Q 90 I am a chair of governors at a free school. I want to build on the Minister’s point about the measure used to identify standards in schools and the move to Progress 8. We heard evidence from Dr Allen, who did not really think that Progress 8 was a suitable standard because it did not capture data for the requisite amount of time and displayed the same social gradient. She also said that the assessment of coasting would add an extra layer of accountability, which schools would find confusing. Could you all say a bit about what you think of those comments and opinions?
Dr Coulson: I think that the definition of coasting is a measured increase in ambition. What you heard earlier was about whether the threshold of 60% under the current measures and then 85% for primary schools gives a ceiling for the number of schools that would come into the scope of being addressed. I would love to address every single school. The draft regulations give a significant increase in ambition to schools that really need a focus, while managing the capacity question that I have been asked several times about how much we can grow the system in order for schools to come into it.
The points we heard about tweaking the measures were all really well made. There is a balance in terms of what the increase of ambition means at this stage in the draft regulations. As crafted now, they show a significant increase in ambition, even if they do not address every single school that people would like to have focused attention on.
Zoe Carr: I would like to pick this up from the primary angle, if I may. The 85% attainment measure—which all aspire to, so we will live up to it and do everything that we can—is more challenging for disadvantaged schools. However, the biggest thing for me is whether affluent schools will be identified under this coasting definition if they achieve the 85% measure but their progress continues to be poor. We must not miss that really important aspect when the Bill passes through Parliament, because we still need ways to identify those sorts of schools. I think that is the reason for the Bill being here in the first place—to try to address the coasting schools in our education system.
If those schools’ progress measures are not above the median for a number of years, yet their attainment is above 85%, it is right that we look at those elements. That is where schools in disadvantaged areas will feel that they are being hit twice by these accountability measures, whereas schools in affluent areas will have a much greater chance of attaining the 85% and their progress will not then really be looked at.
Lee Elliot Major: I was going to make exactly the same point. I worry—for me, it always goes back to the disadvantaged children—about the progress of children in high-attaining schools. I would love the Bill and the discussion to think about those schools in very advantaged areas. A lot of children coming into those schools are already high attaining, therefore the school’s results will generally be higher. My worry is: what about the sometimes small number of children—it is a significant number across the nation if you add them all up—who are not succeeding in those schools? You are then looking at progress measures in both primary and secondary schools. That would be my worry—that we miss out on those hundreds of thousands of children.
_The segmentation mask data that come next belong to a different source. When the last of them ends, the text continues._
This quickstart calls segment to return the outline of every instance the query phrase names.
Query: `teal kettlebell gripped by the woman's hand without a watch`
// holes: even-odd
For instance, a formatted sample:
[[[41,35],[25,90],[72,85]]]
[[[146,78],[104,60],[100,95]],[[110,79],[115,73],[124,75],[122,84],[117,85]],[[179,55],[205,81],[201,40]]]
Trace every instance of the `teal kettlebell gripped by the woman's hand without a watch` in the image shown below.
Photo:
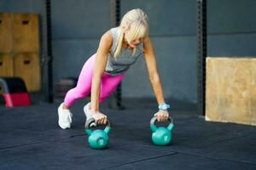
[[[87,122],[85,122],[84,125],[84,131],[86,134],[89,135],[88,143],[91,148],[93,149],[104,149],[108,146],[108,133],[111,130],[110,122],[107,122],[107,125],[104,130],[96,129],[92,130],[90,129],[90,124],[95,122],[94,118],[90,118]]]

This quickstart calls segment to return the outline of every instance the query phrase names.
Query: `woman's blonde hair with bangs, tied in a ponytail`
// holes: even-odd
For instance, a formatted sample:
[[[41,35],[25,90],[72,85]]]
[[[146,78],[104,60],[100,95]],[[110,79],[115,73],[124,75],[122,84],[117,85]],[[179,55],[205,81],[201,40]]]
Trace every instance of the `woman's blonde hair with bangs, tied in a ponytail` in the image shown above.
[[[127,29],[124,32],[124,28]],[[113,54],[117,58],[121,52],[124,38],[128,43],[136,41],[137,39],[148,36],[148,16],[140,8],[131,9],[122,18],[119,26],[117,48]],[[133,55],[136,53],[137,48],[133,48]]]

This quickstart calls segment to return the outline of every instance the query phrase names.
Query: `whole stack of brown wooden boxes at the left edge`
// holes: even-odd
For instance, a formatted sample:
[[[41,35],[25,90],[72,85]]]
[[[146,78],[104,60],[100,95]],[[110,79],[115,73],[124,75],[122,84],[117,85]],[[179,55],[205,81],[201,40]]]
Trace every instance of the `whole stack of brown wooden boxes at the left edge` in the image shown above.
[[[0,12],[0,77],[21,77],[29,92],[41,89],[38,14]]]

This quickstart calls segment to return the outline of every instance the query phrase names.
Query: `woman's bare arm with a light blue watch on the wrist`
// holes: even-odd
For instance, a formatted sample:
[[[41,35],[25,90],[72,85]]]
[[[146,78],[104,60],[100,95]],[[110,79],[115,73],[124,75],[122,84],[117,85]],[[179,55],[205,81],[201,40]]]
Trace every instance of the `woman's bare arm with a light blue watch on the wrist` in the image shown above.
[[[154,56],[154,48],[149,37],[146,37],[143,40],[143,45],[144,45],[143,53],[144,53],[146,65],[148,68],[148,76],[154,90],[155,98],[157,99],[158,105],[165,104],[163,89],[160,81],[160,76],[157,70],[156,59]],[[164,115],[165,116],[160,115],[158,117],[158,121],[166,121],[167,119],[166,114]]]

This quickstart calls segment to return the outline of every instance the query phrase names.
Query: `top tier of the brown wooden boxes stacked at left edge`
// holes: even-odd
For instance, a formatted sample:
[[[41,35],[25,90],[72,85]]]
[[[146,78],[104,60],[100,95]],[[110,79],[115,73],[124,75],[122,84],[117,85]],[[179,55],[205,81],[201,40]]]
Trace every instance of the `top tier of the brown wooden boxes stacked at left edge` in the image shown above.
[[[39,52],[38,14],[0,13],[0,53]]]

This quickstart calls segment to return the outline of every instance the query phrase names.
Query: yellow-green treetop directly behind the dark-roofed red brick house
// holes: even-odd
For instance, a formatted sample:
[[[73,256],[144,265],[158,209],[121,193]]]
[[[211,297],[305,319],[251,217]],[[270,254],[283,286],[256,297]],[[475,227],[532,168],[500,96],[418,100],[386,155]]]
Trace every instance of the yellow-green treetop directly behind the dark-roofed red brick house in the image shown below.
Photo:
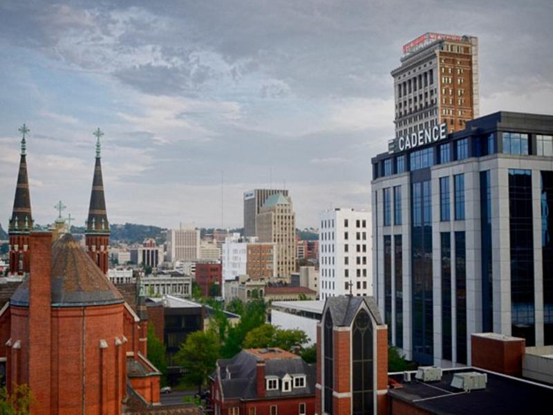
[[[279,329],[279,327],[265,323],[245,335],[243,347],[253,349],[279,347],[290,351],[292,347],[297,345],[301,347],[302,344],[306,344],[308,341],[309,338],[304,331]]]

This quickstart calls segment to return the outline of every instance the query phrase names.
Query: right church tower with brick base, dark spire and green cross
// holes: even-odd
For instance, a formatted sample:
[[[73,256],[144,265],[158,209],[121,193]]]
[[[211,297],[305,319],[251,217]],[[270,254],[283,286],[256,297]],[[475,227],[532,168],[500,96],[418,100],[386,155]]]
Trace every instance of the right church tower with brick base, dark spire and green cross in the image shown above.
[[[92,181],[91,204],[86,221],[85,243],[88,255],[100,267],[102,273],[108,272],[109,222],[104,199],[104,181],[102,180],[102,163],[100,163],[100,129],[94,131],[96,136],[96,163]]]

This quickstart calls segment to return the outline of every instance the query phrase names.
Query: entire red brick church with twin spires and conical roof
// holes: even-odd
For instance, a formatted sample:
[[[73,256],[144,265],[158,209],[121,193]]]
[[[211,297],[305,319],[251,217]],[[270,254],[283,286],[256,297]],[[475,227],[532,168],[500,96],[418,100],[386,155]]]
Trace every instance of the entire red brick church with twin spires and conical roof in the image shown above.
[[[106,277],[109,222],[100,136],[86,249],[69,233],[34,230],[25,125],[10,236],[10,274],[21,285],[0,310],[0,362],[8,392],[26,384],[32,414],[121,414],[129,398],[160,402],[160,372],[147,359],[147,320]]]

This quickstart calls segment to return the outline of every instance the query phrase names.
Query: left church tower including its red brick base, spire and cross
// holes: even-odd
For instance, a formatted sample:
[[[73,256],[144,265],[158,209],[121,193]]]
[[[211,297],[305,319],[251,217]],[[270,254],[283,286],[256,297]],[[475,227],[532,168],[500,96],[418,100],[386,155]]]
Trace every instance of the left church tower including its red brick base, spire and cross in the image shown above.
[[[29,233],[32,230],[32,216],[30,212],[29,179],[27,175],[26,141],[25,135],[30,129],[26,124],[19,129],[23,134],[21,139],[21,159],[19,160],[19,174],[15,188],[13,212],[8,225],[10,235],[10,274],[24,275],[29,272]]]

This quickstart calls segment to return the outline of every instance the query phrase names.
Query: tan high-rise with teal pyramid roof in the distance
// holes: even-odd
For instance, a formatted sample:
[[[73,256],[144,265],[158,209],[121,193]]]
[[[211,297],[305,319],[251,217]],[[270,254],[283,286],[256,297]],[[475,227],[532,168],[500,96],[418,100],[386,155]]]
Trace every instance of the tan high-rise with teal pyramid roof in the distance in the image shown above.
[[[290,197],[282,193],[268,197],[257,215],[256,235],[259,242],[277,244],[277,278],[290,281],[297,261],[296,215]]]

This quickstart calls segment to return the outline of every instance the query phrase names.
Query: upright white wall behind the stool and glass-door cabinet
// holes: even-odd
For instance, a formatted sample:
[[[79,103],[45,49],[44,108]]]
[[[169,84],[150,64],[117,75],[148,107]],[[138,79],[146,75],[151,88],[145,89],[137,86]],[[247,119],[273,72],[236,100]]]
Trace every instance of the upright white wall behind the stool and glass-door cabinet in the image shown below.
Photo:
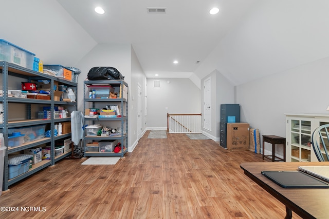
[[[286,137],[284,113],[329,114],[328,69],[329,57],[237,86],[242,120],[260,135]]]

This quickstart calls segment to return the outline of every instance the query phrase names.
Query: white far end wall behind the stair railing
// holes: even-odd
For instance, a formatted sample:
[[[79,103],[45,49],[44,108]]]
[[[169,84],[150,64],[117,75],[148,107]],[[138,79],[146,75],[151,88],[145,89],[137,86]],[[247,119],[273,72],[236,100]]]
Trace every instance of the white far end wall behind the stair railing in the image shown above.
[[[154,80],[161,88],[153,88]],[[189,78],[148,78],[147,96],[150,129],[167,129],[167,113],[200,113],[200,90]]]

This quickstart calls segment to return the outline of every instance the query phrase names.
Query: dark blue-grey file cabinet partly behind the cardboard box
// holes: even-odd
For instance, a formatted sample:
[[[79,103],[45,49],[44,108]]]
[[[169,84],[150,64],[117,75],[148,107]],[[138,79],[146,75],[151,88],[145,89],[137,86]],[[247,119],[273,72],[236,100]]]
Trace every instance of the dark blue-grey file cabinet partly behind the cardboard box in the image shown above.
[[[231,116],[235,116],[235,121],[231,121]],[[239,104],[221,104],[221,122],[220,122],[220,145],[227,147],[227,123],[240,123],[240,105]]]

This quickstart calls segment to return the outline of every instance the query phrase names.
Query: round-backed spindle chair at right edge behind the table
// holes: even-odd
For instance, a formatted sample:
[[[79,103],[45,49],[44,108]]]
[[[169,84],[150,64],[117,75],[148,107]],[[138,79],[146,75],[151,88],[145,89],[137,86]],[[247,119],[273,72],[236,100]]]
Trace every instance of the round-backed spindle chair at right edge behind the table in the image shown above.
[[[318,161],[329,161],[329,155],[327,151],[327,147],[329,147],[328,129],[329,124],[325,124],[316,128],[312,134],[312,146]],[[325,157],[323,155],[325,155]]]

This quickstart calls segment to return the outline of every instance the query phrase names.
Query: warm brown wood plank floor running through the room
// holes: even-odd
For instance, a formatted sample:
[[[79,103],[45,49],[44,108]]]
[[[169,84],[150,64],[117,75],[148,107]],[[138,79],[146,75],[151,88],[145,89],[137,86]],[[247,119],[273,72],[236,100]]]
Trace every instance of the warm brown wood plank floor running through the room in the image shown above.
[[[116,165],[63,160],[9,187],[0,206],[19,212],[0,218],[284,218],[285,206],[240,168],[264,162],[260,154],[185,134],[150,139],[148,133]]]

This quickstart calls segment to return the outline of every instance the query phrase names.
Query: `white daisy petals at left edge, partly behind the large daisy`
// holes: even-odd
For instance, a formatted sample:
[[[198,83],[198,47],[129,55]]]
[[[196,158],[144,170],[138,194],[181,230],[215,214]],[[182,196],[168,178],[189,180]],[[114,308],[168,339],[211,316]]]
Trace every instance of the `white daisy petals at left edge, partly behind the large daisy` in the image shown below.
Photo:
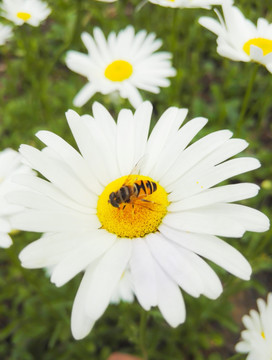
[[[22,164],[22,156],[17,151],[5,149],[0,152],[0,247],[7,248],[12,244],[8,235],[12,230],[10,216],[22,210],[21,206],[9,204],[6,200],[7,194],[18,189],[12,178],[27,173],[32,173],[32,170]]]

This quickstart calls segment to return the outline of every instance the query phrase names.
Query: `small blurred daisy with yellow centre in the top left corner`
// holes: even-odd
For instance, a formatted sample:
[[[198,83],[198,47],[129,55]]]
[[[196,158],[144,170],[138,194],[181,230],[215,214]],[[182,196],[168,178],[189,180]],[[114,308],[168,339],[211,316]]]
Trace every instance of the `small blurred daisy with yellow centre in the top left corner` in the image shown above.
[[[48,5],[40,0],[3,0],[0,9],[3,11],[2,16],[15,25],[27,23],[39,26],[51,12]]]

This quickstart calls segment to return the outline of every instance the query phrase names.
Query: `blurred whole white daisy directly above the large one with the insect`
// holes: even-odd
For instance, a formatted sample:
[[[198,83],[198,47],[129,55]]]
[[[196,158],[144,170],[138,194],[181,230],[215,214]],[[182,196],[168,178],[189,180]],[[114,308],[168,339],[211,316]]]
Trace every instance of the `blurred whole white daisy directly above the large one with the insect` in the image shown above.
[[[96,92],[110,94],[118,91],[132,106],[142,102],[138,89],[159,93],[160,87],[167,87],[169,76],[175,76],[171,67],[171,54],[156,52],[162,41],[155,34],[145,30],[134,32],[132,26],[118,34],[111,32],[108,39],[99,28],[93,37],[86,32],[81,36],[88,55],[69,51],[66,64],[69,69],[85,76],[88,83],[74,99],[75,106],[83,106]]]

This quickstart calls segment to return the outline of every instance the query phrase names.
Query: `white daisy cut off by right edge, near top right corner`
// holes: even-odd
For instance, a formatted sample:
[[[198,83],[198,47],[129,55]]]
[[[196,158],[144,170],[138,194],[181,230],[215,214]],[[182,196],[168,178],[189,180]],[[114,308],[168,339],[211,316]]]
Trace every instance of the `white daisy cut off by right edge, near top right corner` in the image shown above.
[[[222,7],[224,20],[201,17],[199,23],[215,33],[219,55],[234,61],[255,61],[272,72],[272,24],[259,18],[257,26],[231,3]]]

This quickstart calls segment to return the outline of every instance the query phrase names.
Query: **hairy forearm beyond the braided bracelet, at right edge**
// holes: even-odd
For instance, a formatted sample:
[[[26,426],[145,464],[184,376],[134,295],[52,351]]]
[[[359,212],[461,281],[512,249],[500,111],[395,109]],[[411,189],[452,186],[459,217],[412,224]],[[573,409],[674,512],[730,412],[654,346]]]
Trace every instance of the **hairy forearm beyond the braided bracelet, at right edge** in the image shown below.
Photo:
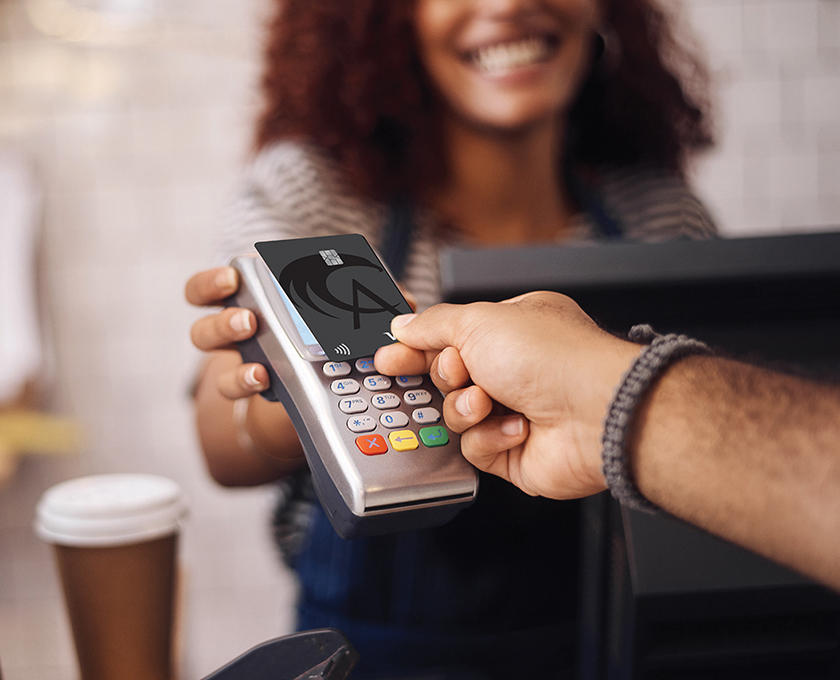
[[[840,390],[691,357],[635,419],[633,475],[677,517],[840,589]]]

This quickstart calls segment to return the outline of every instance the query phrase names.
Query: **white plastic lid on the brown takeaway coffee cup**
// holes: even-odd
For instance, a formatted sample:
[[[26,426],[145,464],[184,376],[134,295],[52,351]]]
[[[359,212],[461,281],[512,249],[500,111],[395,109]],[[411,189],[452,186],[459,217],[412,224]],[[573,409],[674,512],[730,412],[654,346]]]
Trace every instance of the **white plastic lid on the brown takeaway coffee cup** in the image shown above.
[[[35,512],[35,533],[48,543],[117,546],[175,533],[186,503],[166,477],[94,475],[48,489]]]

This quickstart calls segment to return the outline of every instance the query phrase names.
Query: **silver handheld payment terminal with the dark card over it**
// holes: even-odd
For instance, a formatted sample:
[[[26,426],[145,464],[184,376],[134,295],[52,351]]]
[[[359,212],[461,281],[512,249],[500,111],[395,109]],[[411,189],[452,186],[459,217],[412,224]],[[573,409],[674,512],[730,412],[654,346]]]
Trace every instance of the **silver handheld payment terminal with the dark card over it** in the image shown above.
[[[394,342],[390,320],[410,312],[364,237],[256,244],[234,258],[255,335],[238,343],[263,364],[266,399],[286,408],[315,490],[343,538],[444,524],[476,497],[478,477],[443,423],[428,375],[389,377],[373,353]]]

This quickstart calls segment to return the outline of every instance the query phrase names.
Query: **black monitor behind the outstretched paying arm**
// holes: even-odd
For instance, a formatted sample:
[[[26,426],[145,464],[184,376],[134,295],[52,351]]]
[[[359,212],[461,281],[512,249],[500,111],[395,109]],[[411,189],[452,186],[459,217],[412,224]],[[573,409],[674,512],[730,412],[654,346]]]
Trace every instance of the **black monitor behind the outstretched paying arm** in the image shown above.
[[[574,298],[606,329],[682,332],[741,358],[840,379],[840,232],[452,248],[444,298]],[[666,516],[584,502],[581,676],[840,677],[840,597]]]

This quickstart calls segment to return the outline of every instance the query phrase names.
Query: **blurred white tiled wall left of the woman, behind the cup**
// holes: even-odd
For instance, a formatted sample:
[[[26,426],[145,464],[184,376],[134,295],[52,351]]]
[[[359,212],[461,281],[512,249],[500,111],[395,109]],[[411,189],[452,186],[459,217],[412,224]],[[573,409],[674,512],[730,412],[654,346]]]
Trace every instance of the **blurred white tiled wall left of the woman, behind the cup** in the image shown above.
[[[28,157],[45,189],[51,402],[86,442],[71,460],[25,459],[0,489],[0,665],[6,680],[75,676],[53,562],[30,528],[40,495],[143,471],[189,498],[181,670],[199,678],[289,631],[295,596],[269,539],[271,493],[209,480],[188,397],[197,312],[183,287],[210,261],[250,141],[262,3],[88,2],[135,9],[110,44],[44,36],[28,16],[38,4],[0,2],[0,147]]]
One final point—I was not here for Dr Allen’s evidence, but year groups come and go and can be very different in a school, so I like the fact that this will be triggered by a three-year passage of time. That is a sensible approach.
John Pugh
Q 91 I have two questions for Zoe Carr. You told us about the laudable efforts and improvements made by your trust. If, in years to come—heaven forbid—some of your schools or perhaps your whole trust is found to be coasting, you could not reasonably object to having imposed upon you the same disciplines, rigours and procedures as applied by the legislation to the maintained sector, could you?
Zoe Carr: Absolutely not. In my experience, through the work of the regional school commissioner and the headteacher board, those are exactly the rigours that the academy sector has now. The data for each academy are looked at in a great deal of detail and where schools are found not to be performing well enough then an immediate intervention is put in place.